I agree with Mark, it does look a lot like Detroit. Pretty surreal stuff to see.
Much of the view actually looks like green fields.
St. Louis makes Memphis look really nice. The urban decay up in N. St. Louis is downright shocking. It looks like a war zone . Unreal stuff.
The age old problem of being able to create new housing without a long term economic development plan. Even our new housing projects lack “start up” space for businesses that could emerge from the development.
Aaron-
I agree per the correct course of action, but I am still left wondering how urban prairies can persist. Although downtown St. Louis has suffered its share of employment erosion to the benefit of suburban centers, it remains a prominent center for business and government. Let’s set some ground rules in order to eliminate a few variables (any one of which may be an incorrect assumption on my part):
1) Let’s assume that if suburban taxes are lower, the cost for residents to commute daily between downtown and their homes offsets any decrease in their tax bill as a result.
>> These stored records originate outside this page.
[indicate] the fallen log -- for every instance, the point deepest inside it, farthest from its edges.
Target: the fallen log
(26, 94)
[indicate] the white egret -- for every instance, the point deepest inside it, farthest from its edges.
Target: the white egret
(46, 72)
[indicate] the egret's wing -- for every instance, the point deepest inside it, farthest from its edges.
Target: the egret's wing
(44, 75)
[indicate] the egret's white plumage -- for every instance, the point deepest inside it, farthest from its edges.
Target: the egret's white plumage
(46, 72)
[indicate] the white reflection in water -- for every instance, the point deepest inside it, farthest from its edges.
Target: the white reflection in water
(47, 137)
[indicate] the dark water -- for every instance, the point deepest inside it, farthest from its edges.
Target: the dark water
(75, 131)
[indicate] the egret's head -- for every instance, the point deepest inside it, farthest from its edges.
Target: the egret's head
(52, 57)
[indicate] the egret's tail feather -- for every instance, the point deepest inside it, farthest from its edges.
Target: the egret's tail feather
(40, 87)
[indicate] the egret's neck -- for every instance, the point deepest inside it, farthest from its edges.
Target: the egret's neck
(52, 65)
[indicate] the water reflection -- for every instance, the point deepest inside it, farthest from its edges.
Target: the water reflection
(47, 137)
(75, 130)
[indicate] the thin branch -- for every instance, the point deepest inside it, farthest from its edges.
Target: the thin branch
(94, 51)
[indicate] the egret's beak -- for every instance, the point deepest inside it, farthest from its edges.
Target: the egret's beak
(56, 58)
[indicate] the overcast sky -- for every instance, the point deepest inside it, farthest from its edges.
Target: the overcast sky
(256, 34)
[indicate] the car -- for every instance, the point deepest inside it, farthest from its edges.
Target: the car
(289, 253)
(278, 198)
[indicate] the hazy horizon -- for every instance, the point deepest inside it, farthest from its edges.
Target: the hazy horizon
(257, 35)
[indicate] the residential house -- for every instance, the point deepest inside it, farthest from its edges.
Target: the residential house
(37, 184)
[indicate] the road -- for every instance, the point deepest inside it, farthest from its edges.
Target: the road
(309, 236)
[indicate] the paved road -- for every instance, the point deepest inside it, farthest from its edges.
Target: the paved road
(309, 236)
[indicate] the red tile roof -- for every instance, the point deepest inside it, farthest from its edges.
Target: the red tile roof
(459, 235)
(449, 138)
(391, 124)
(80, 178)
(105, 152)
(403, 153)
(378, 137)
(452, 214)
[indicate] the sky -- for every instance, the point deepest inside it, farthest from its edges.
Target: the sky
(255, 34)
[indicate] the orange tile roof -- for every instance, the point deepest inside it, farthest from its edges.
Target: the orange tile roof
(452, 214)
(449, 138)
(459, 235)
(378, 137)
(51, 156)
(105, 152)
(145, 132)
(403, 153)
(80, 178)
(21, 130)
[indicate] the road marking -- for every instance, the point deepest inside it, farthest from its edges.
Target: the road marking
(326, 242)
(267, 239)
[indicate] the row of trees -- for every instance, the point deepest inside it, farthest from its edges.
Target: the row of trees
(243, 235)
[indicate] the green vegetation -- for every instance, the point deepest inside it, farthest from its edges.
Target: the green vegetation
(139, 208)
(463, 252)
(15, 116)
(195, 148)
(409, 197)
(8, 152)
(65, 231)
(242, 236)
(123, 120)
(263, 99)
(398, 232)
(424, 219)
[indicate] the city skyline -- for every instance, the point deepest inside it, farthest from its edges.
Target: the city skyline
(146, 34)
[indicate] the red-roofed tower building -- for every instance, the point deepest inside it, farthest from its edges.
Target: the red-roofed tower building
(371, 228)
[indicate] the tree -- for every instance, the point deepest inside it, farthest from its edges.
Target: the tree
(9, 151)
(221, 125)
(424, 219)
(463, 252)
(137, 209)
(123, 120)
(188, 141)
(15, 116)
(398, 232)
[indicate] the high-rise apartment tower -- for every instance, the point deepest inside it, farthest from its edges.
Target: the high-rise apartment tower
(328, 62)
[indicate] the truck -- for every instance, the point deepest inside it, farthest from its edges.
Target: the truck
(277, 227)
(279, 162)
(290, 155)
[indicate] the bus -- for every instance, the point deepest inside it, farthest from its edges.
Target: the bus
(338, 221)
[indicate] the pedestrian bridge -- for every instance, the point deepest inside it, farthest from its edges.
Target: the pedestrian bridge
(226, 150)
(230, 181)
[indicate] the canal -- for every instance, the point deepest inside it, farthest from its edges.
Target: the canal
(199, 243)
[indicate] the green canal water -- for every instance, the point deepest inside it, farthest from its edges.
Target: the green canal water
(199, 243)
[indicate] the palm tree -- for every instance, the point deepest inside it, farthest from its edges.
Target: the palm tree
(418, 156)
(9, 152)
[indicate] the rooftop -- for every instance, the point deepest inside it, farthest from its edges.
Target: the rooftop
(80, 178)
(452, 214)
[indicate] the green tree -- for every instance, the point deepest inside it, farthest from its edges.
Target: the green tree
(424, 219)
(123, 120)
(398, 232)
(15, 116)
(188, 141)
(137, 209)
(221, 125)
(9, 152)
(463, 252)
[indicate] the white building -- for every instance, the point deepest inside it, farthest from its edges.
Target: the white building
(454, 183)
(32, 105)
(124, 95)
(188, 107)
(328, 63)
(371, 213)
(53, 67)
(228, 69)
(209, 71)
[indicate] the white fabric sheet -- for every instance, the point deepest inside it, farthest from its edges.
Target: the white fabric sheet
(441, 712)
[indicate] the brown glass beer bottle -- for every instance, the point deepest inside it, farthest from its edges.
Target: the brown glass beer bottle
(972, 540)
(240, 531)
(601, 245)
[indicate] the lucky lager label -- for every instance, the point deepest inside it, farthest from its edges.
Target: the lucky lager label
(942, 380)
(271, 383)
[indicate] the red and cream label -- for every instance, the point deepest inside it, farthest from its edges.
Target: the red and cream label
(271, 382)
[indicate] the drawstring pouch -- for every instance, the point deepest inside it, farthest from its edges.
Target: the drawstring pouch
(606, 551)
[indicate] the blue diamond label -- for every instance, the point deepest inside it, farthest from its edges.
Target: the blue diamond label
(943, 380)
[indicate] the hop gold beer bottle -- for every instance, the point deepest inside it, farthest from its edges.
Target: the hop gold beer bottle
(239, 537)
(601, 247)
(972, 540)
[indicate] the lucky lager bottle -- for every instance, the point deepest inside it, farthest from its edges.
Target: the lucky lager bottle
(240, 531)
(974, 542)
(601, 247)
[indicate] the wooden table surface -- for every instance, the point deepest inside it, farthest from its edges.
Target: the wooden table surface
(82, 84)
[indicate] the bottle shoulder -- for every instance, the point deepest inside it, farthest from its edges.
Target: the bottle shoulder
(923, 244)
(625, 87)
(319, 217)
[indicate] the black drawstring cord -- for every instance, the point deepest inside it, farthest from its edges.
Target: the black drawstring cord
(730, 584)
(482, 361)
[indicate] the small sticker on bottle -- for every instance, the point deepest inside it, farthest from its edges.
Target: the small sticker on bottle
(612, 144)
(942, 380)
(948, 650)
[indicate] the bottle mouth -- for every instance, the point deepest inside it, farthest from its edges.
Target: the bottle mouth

2) That suburban sprawl is driven in part by the desire for newer homes with large yards.
3) That a significant percentage of these suburban commuter’s children are in private school, thus the state of public schools are a non-issue.
4) That the now vacant inner city neighborhoods cannot be the scene of anything beyond misdemeanor crimes (dumping, vandalism, etc…) simply because no one is left to be the perpetrator of the victim.
With that in mind, I am left wondering why these neighborhoods are vacant. They are open green fields no different than their suburban counterparts except these fields are accompanied by all the infrastructure necessary to build a neighborhood and where urban services (fire protection, street lights, garbage and recycling services) are already present. The market dictates there should be demand there if not for the urban neighborhoods that once existed in the area, than for more suburban like lots and estates.